Nothing about the discipline — everything about the tempo. An AI agent screens, structures and rebalances thousands of times a day. Each of those moments must honour a mandate written by humans and ruled on by a board.
Screening The universe is decided before the trade
An agent admitting an instrument to the permissible universe is applying the board’s screen, not its own judgement. The screen must be machine-readable and the agent must be unable to widen it by inference — “this looks close enough to what the board approved” is exactly the failure the discipline exists to prevent.
Structuring Murabaha, ijara, sukuk — step by governed step
Structure workflows have ordered, ruled-on steps. An agent may prepare and sequence them; it may not silently substitute a step, reorder what the ruling assumed, or improvise an economically-equivalent shortcut.
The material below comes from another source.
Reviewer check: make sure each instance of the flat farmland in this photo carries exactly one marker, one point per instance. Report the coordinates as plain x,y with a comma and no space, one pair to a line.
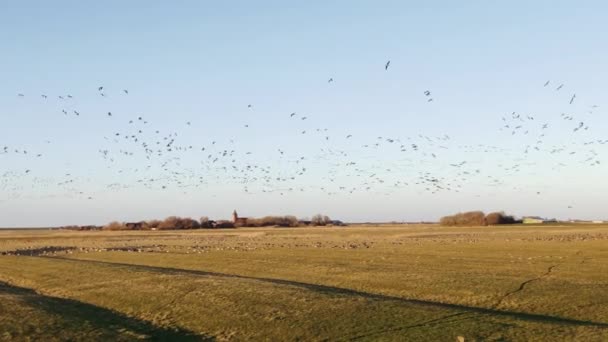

Equivalence is a ruling, not an optimisation.
Rebalancing Held inside the screen, continuously
Markets move; holdings drift toward the edge of the screen. The agent that rebalances at 3 a.m. must be checking the live mandate at 3 a.m. — not the version cached at onboarding. Drift into non-compliance is a governance event, not a rounding error.
Finality Reserved acts wait for the board
Approving a structure, certifying a product, ruling on a contested screen — reserved acts stay advisory in the agent’s hands until a named member of the board makes them final. Speed applies to everything before that moment. Never to the moment itself.
Record The board can look back — and reproduce the answer
Every consequential act keeps its chain: which mandate applied, which screen ran, who made it final. Months later, the board and the auditor can replay the question “was this within the mandate?” and get the same answer — from the record, not from recollection.